Lo studio ha dimostrato come i sistemi di certificazione, ma anche i laboratori di prova per i vulnerability assesment e i professionisti certificati per la sicurezza delle informazioni, possano offrire garanzie di sicurezza a istituzioni, imprese, consumatori. Sul medio e lungo periodo si assiste a “un miglioramento profondo dei processi aziendali e una crescita della cultura della sicurezza, con benefici duraturi e non limitati alla migliore gestione del rischio informatico”.

Recentemente il focus si è spostato sull’ambito medico. Nello specifico, sono stati analizzati i casi della detection del melanoma e della stratificazione dei pazienti con sclerosi multipla simulando una verifica della conformità alla linea guida Iso/Iec Tr 24027:2021 per la gestione dei bias – i “pregiudizi” dell’intelligenza artificiale. “La simulazione dei controlli di conformità nello sviluppo dei sistemi di AI e prima del loro rilascio, ha evidenziato l’importanza di un approccio sistematico e tecnico volto a minimizzare il rischio di pregiudizi nei dati con un impatto sull’efficacia dei sistemi di AI”, conferma l’osservatorio.

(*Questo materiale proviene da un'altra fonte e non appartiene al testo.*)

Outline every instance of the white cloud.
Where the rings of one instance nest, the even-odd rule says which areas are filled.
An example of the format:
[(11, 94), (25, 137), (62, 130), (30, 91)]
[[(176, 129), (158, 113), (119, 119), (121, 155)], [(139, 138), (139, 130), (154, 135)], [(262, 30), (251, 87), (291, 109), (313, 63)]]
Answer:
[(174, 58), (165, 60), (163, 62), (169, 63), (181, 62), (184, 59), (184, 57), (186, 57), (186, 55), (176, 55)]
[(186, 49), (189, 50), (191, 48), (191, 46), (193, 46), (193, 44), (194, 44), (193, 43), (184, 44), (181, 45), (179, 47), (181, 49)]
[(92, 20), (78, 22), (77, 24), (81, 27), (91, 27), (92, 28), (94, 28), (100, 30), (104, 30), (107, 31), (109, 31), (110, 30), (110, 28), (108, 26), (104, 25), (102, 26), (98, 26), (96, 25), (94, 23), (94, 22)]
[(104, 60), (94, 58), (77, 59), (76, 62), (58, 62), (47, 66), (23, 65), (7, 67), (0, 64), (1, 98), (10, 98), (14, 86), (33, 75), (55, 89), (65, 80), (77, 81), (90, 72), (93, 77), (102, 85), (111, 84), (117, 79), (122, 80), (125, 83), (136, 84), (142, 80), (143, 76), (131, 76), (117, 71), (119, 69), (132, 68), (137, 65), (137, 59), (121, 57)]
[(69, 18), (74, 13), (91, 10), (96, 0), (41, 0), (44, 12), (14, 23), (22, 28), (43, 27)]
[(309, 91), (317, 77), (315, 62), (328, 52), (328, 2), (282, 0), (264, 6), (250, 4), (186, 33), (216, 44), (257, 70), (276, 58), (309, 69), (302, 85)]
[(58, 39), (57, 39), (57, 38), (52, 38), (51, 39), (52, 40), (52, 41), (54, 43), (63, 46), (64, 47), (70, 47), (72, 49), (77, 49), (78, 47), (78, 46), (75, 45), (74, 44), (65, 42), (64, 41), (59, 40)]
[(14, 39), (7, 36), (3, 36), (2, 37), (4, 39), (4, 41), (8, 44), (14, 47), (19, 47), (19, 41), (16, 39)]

Non meno importante il caso che ha riguardato l’Inail, in relazione al quality management per i sistemi di AI. In sintesi, nel rispetto della norma Iso 42001:2023, “assicura che ogni processo decisionale automatizzato sia sottoposto a controlli rigorosi prima di essere implementato, approccio particolarmente pertinente nell’ottica dell’AI Act, che pone in risalto l’importanza di una gestione adeguata del rischio e della qualità nell’intelligenza artificiale”.